Introduction

The immune system in Drosophila involves both cellular and humoral responses to pathogens (Lemaitre and Hoffmann, 2007). The cellular response consists of phagocytosis and encapsulation of parasites by differentiated hemocytes. The humoral response depends on the recognition of parasitic antigens that triggers signalling cascades that lead to the transcription of immunity peptides that are released into the haemolymph. The most important signalling pathways that induce the transcription of antimicrobial peptides are the Toll and Imd pathways (De Gregorio et al., 2002).
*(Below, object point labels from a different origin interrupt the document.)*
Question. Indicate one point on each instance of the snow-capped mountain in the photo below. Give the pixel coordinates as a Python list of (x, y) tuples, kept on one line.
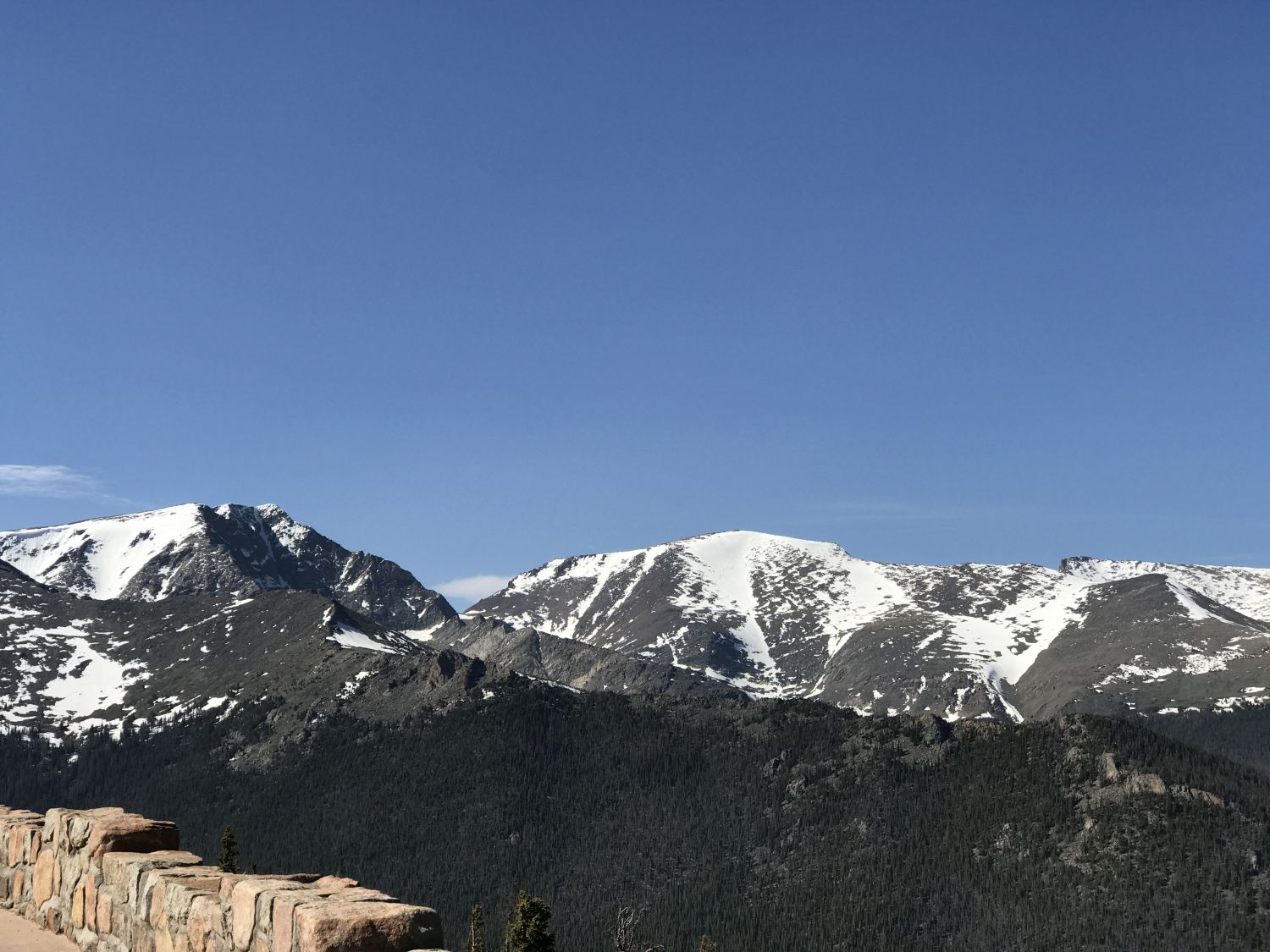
[(784, 617), (1246, 591), (152, 614), (147, 616), (70, 663), (236, 550)]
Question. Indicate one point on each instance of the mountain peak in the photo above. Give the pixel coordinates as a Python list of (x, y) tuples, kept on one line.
[(196, 548)]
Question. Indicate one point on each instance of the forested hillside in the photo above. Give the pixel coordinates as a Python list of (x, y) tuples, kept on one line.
[(789, 825)]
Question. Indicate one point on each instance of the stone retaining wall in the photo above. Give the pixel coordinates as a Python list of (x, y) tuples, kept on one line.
[(119, 883)]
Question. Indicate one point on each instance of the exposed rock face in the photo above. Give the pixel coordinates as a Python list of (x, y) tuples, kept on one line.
[(66, 871)]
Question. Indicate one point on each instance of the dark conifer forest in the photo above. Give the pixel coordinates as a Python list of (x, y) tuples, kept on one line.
[(789, 825)]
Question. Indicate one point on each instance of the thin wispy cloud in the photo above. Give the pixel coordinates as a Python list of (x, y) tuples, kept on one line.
[(47, 482), (472, 588)]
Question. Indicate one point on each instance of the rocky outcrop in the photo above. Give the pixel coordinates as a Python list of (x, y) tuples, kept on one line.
[(119, 883)]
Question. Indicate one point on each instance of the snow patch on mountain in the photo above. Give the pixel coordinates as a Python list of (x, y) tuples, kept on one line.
[(1245, 589), (112, 550)]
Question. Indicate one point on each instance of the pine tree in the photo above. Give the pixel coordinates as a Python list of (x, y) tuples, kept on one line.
[(475, 931), (228, 860), (527, 929)]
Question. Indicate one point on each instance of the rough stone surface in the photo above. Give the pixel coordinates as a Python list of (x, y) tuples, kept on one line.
[(102, 878), (42, 883), (129, 832), (366, 927)]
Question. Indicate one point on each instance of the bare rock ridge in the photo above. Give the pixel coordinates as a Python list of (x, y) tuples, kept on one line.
[(119, 883)]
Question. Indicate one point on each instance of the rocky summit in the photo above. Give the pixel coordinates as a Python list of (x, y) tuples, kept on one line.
[(150, 616)]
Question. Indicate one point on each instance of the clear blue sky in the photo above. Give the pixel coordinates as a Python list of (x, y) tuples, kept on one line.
[(474, 286)]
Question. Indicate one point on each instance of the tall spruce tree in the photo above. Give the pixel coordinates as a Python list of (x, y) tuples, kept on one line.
[(527, 929), (228, 860), (475, 931)]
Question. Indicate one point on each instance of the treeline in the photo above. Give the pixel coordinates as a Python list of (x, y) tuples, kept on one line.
[(780, 825)]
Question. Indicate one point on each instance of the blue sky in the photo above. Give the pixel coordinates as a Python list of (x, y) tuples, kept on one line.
[(474, 286)]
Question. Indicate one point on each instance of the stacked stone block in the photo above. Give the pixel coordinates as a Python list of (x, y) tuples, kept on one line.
[(119, 883)]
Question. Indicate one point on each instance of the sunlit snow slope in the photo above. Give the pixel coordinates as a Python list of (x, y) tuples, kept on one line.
[(785, 617)]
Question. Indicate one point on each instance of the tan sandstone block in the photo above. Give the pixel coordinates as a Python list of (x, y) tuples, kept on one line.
[(243, 905), (205, 924), (334, 883), (157, 916), (42, 881), (91, 901), (116, 833), (78, 906), (104, 906), (366, 927), (179, 889), (284, 904), (122, 872), (169, 941)]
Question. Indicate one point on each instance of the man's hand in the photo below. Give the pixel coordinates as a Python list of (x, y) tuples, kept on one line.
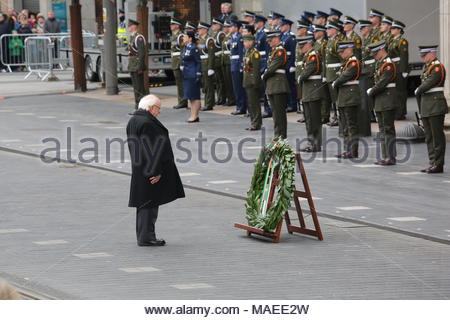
[(154, 180)]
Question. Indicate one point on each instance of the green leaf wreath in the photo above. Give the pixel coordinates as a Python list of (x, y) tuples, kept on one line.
[(284, 156)]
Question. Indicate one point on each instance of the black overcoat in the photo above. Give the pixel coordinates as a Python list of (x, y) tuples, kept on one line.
[(151, 155)]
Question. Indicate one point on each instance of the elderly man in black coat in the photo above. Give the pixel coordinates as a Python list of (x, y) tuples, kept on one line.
[(155, 179)]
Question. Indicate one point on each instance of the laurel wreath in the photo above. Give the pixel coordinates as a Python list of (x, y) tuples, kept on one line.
[(284, 156)]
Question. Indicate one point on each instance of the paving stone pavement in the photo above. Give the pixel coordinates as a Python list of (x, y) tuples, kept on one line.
[(68, 228), (396, 197)]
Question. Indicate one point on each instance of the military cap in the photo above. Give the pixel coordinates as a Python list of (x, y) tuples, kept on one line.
[(259, 18), (309, 14), (249, 14), (387, 19), (249, 27), (398, 24), (375, 13), (342, 45), (273, 34), (285, 21), (425, 49), (175, 21), (189, 25), (217, 21), (249, 37), (321, 14), (203, 25), (348, 19), (332, 24), (303, 23), (276, 15), (302, 40), (318, 27), (132, 22), (335, 12), (364, 23), (374, 47)]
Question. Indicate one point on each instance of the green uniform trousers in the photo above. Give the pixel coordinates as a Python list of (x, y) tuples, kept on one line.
[(137, 80), (435, 139), (313, 121), (350, 131), (179, 82), (254, 106), (278, 104), (387, 135)]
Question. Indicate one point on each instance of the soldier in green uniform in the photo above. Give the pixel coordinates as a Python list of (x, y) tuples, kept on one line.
[(252, 82), (277, 87), (332, 65), (136, 61), (207, 48), (226, 66), (367, 67), (385, 101), (398, 51), (433, 107), (351, 35), (311, 81), (349, 97), (218, 35), (176, 47)]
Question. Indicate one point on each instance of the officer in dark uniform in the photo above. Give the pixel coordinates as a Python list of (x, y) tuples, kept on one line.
[(136, 61), (237, 56), (385, 101), (289, 44), (310, 79), (277, 87), (176, 47), (264, 50), (349, 97), (433, 107)]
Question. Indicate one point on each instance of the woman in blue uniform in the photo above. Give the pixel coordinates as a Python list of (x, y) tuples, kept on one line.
[(191, 67)]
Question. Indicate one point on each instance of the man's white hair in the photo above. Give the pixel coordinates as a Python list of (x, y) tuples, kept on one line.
[(148, 101)]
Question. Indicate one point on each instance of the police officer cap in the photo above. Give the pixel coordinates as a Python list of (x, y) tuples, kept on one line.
[(132, 22), (321, 14), (375, 13), (259, 18), (364, 23), (342, 45), (335, 12), (387, 19), (285, 21), (303, 40), (348, 19), (398, 24), (374, 47)]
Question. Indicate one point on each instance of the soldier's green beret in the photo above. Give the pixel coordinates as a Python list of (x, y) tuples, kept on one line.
[(398, 24), (375, 13), (132, 22), (342, 45), (374, 47)]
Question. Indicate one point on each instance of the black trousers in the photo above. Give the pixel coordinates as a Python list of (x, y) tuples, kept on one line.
[(145, 224)]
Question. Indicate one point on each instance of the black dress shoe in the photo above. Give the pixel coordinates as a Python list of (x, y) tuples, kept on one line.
[(436, 169), (153, 243)]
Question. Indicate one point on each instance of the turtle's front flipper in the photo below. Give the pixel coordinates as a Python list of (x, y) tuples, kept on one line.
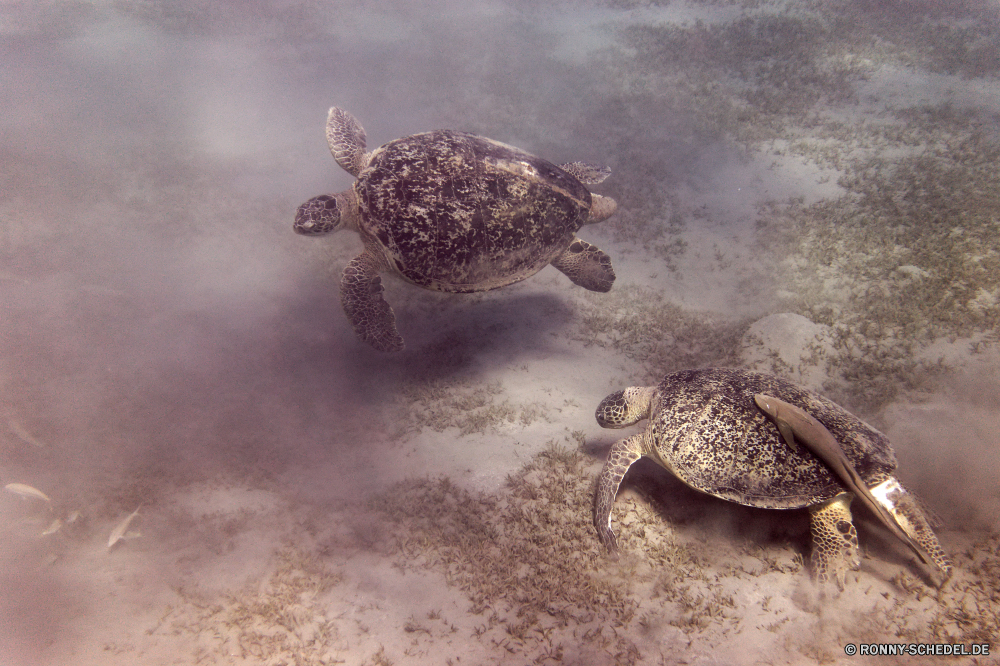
[(586, 265), (906, 510), (361, 295), (795, 422), (346, 138), (835, 541), (622, 455)]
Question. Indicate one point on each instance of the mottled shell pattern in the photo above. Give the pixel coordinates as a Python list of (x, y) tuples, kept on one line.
[(708, 431), (458, 212)]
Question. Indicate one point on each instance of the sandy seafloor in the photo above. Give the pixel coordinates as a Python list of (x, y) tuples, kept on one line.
[(809, 189)]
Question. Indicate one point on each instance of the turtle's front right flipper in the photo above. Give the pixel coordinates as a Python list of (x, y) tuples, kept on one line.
[(361, 295), (586, 265)]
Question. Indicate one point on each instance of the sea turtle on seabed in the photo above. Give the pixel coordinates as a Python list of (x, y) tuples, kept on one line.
[(730, 433), (454, 212)]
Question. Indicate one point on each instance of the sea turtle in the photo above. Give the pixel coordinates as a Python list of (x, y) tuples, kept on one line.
[(455, 212), (707, 428)]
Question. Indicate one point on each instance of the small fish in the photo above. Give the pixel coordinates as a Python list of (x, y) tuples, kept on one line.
[(53, 528), (26, 491), (23, 434), (119, 531)]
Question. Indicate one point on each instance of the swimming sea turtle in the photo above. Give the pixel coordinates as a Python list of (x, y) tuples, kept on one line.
[(706, 428), (455, 212)]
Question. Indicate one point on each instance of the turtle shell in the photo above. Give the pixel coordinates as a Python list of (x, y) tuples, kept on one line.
[(707, 430), (458, 212)]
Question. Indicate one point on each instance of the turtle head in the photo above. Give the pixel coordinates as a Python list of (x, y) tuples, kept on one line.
[(321, 215), (625, 408)]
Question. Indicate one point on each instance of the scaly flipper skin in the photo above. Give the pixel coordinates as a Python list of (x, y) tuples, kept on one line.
[(588, 174), (626, 407), (794, 422), (622, 455), (361, 295), (586, 265), (901, 504), (835, 541), (347, 140)]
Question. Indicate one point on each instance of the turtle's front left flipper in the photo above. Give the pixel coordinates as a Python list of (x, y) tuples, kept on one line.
[(586, 265), (796, 423), (361, 295)]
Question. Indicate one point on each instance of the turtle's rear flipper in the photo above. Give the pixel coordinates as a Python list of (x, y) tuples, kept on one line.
[(835, 541), (361, 295), (586, 265)]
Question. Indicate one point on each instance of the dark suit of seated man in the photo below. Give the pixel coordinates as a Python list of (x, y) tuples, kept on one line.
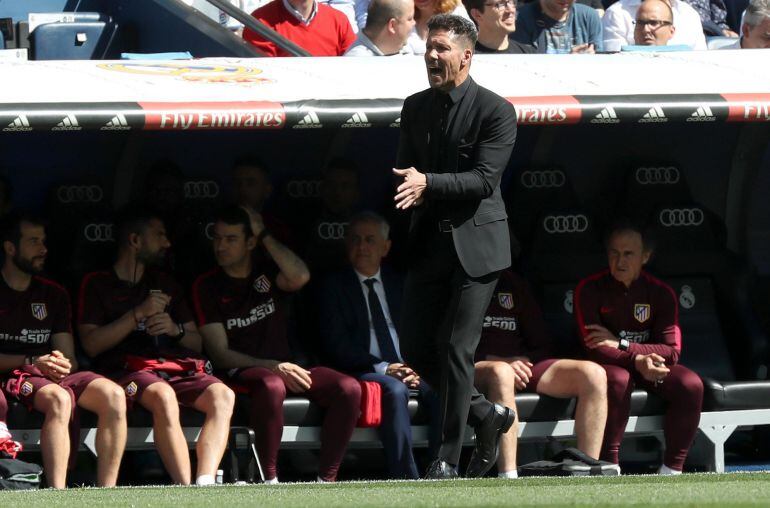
[(359, 310)]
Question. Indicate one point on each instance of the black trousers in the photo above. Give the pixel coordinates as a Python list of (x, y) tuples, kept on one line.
[(441, 319)]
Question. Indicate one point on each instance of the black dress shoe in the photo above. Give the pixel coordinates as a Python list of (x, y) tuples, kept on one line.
[(440, 470), (488, 434)]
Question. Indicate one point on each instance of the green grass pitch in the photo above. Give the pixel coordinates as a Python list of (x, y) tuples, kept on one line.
[(696, 490)]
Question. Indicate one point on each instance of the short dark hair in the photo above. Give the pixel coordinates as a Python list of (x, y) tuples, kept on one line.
[(234, 215), (133, 219), (381, 11), (250, 160), (479, 5), (628, 225), (461, 27), (10, 225)]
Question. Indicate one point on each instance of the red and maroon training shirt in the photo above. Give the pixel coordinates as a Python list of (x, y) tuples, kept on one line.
[(251, 310), (29, 318), (646, 314)]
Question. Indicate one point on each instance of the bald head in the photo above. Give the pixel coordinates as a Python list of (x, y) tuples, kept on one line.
[(654, 24)]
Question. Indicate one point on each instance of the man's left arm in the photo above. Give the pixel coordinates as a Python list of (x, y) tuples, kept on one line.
[(491, 153), (294, 273)]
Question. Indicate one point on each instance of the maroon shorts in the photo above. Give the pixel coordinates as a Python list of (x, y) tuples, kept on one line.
[(537, 372), (187, 388), (23, 387)]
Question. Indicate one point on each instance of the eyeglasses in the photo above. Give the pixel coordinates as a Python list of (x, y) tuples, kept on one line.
[(654, 24), (502, 4)]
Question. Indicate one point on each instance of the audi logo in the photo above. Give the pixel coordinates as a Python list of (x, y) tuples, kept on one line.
[(201, 190), (565, 223), (543, 179), (332, 230), (657, 176), (677, 217), (79, 194), (98, 232), (299, 189)]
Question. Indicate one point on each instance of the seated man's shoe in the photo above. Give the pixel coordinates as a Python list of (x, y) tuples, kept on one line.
[(441, 470), (488, 434)]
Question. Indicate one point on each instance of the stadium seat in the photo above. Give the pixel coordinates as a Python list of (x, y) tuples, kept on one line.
[(533, 192), (89, 36)]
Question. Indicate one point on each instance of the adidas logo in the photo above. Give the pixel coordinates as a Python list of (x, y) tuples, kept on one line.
[(702, 114), (19, 124), (654, 115), (607, 115), (68, 123), (358, 119), (310, 121), (118, 123)]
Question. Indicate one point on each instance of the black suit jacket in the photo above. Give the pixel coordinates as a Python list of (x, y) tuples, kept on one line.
[(465, 186), (344, 319)]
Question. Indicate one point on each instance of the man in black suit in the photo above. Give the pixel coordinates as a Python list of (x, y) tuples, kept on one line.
[(456, 139), (359, 308)]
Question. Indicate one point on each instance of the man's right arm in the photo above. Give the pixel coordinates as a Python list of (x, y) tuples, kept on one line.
[(218, 349), (97, 339)]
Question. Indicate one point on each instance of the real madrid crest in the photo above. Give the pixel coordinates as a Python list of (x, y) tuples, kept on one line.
[(39, 311), (262, 284), (505, 300), (642, 312)]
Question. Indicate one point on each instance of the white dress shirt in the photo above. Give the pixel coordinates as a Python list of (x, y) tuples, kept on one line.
[(374, 346), (618, 25)]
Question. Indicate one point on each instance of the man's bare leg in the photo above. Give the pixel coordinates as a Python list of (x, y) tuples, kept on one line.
[(588, 382), (217, 403), (108, 401), (159, 398), (56, 404)]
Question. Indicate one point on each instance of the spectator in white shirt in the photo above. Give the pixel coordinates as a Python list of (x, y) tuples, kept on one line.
[(388, 25), (654, 24), (618, 25)]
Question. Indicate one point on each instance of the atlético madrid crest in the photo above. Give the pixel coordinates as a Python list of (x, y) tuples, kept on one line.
[(505, 300), (262, 284), (39, 311), (642, 312)]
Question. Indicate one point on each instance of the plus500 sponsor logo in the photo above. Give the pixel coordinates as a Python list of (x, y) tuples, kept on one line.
[(28, 337), (258, 313)]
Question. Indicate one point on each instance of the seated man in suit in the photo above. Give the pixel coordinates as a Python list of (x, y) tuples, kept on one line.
[(515, 354), (359, 309)]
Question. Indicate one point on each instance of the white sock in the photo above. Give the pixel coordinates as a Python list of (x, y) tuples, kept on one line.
[(205, 479), (667, 471)]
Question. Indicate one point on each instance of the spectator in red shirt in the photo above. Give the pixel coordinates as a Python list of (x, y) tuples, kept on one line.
[(38, 364), (318, 28), (514, 354), (242, 312), (629, 323), (134, 321)]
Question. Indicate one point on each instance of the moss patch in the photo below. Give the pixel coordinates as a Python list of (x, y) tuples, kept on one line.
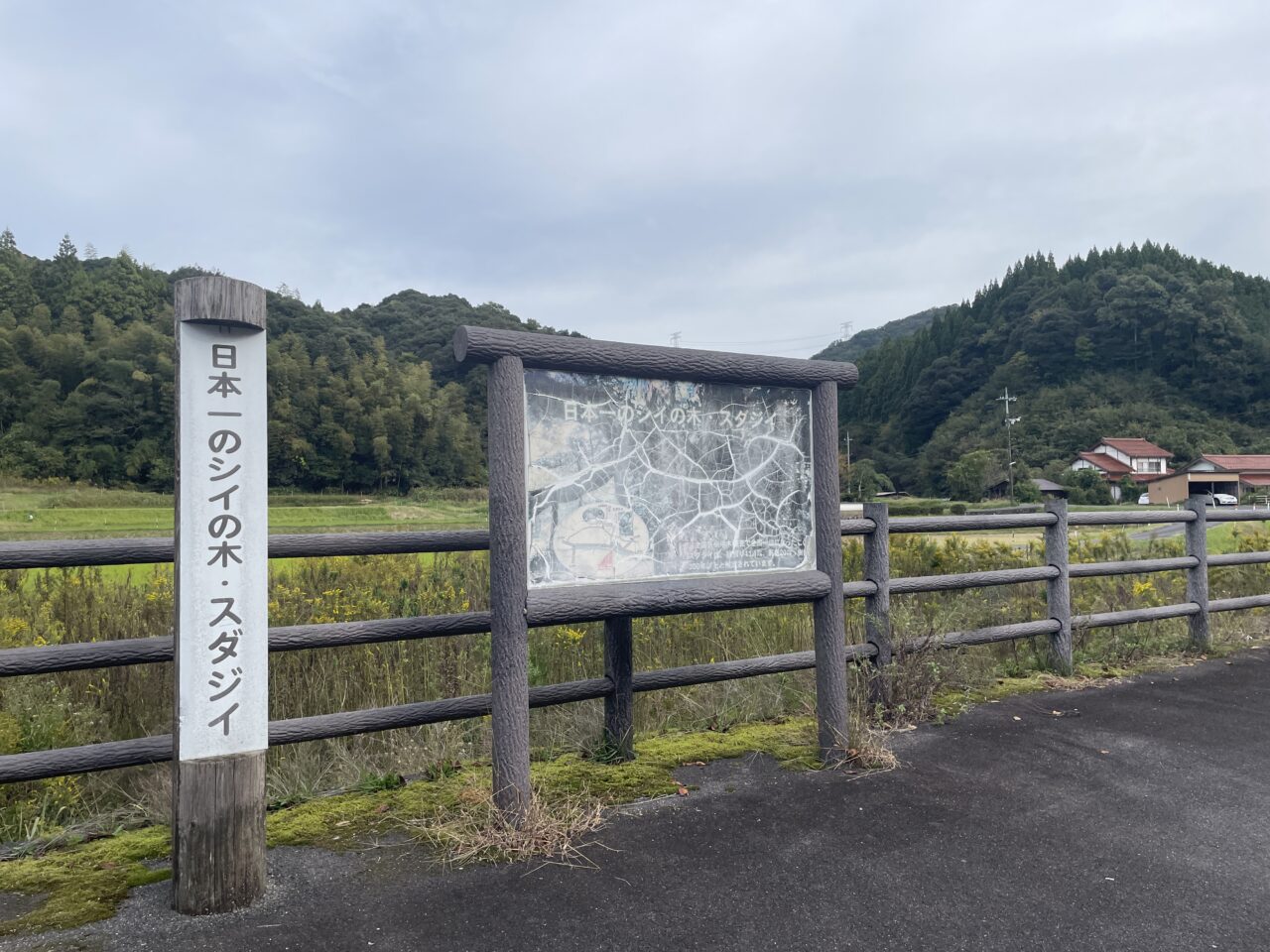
[(86, 883)]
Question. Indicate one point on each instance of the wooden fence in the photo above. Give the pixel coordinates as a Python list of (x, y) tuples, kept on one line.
[(616, 604)]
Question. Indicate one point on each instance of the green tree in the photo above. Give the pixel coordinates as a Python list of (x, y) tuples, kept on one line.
[(969, 476)]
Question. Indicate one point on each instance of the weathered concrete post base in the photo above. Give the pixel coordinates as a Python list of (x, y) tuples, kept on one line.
[(619, 706), (218, 856), (1058, 590), (878, 604), (1197, 578)]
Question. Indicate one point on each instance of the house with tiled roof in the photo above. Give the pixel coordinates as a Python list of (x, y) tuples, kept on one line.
[(1116, 457)]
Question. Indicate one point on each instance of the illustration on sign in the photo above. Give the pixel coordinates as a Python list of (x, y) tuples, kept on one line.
[(636, 479)]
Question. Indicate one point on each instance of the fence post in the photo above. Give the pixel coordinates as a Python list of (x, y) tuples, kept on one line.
[(1197, 578), (620, 705), (508, 583), (1058, 590), (828, 612), (878, 604), (221, 728)]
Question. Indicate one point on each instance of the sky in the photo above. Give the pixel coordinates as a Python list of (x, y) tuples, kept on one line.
[(751, 176)]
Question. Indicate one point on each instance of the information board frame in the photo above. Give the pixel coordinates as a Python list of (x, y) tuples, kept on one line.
[(509, 353), (640, 479)]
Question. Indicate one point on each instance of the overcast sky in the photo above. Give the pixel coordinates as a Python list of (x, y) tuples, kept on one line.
[(749, 175)]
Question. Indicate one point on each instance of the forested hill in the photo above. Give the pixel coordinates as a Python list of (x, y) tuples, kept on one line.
[(359, 399), (855, 347), (1138, 341)]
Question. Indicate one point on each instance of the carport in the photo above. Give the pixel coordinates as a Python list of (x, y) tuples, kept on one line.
[(1176, 488)]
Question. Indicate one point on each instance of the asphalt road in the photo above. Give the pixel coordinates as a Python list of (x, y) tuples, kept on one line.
[(1128, 817)]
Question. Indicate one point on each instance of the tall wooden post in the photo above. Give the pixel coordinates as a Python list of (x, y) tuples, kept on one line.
[(221, 576), (508, 587), (1058, 590), (828, 612), (1197, 578), (619, 706), (878, 604)]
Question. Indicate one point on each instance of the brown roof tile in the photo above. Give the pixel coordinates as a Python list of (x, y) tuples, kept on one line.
[(1135, 447)]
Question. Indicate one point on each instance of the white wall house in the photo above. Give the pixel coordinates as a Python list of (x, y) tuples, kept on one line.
[(1116, 457)]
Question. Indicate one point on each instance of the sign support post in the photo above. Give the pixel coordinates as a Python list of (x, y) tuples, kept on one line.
[(828, 613), (508, 589), (221, 725)]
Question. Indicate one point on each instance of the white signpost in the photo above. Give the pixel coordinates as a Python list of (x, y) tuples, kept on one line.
[(222, 645)]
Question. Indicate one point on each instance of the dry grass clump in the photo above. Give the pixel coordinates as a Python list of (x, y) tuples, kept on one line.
[(553, 829)]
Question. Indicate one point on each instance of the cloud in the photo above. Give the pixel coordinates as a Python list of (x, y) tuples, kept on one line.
[(749, 172)]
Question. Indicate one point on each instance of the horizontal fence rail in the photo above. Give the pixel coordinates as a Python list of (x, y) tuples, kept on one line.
[(604, 602)]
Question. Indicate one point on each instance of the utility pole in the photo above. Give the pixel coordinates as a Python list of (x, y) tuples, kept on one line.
[(1010, 438), (848, 461)]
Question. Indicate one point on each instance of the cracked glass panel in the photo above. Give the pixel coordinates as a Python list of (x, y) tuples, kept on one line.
[(648, 479)]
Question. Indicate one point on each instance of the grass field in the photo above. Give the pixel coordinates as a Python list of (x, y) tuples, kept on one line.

Adaptive changes at the protein level due to the selective pressures that pathogens impose on their hosts should leave a traceable signature of positive selection in their immune-related genes. Several studies have detected these signatures in immunity genes of Drosophila (Hughes et al., 1990; Schlenke and Begun, 2003, 2005; Lazzaro, 2005; Jiggins and Kim, 2006; Obbard et al., 2006). Recently, Jiggins and Kim (2007) looked at the amino acid and silent variability of 23 immunity-related genes in both D. melanogaster and D. simulans. In the McDonald–Kreitman test, 5 out of the 23 genes showed evidence for positive selection. Also, Sackton et al. (2007) studied 226 genes using data from the 12 sequenced Drosophila species genomes in a likelihood-based framework. About 10% of the genes analysed showed evidence of positive selection. Of the five genes that were analysed in common in both studies, three showed evidence of adaptive evolution in the Jiggins and Kim (2007) whereas Sackton et al. (2007) could not reject neutrality. These results can be due to the different methodologies used in both studies. One of the potential problems with phylogenetic codon-based methods is the effect that alignment of gene sequences from very divergent species might have on the estimation of ω. Homoplasy due to substitution saturation can also be a problem when applying these tests. Furthermore, lineage-specific adaptive substitutions may be difficult to detect using the commonly used likelihood-based random-site model tests as in Sackton et al. (2007). This is because the ω-value estimated is averaged over the entire phylogeny and will detect positive selection only if the value is greater than 1 over all branches. On the other hand, McDonald–Kreitman test can be biased by slightly deleterious mutations, which could appear as rare polymorphisms in the sequences (Eyre-Walker, 2002). Furthermore, this test will be more powerful when multiple loci are analysed simultaneously.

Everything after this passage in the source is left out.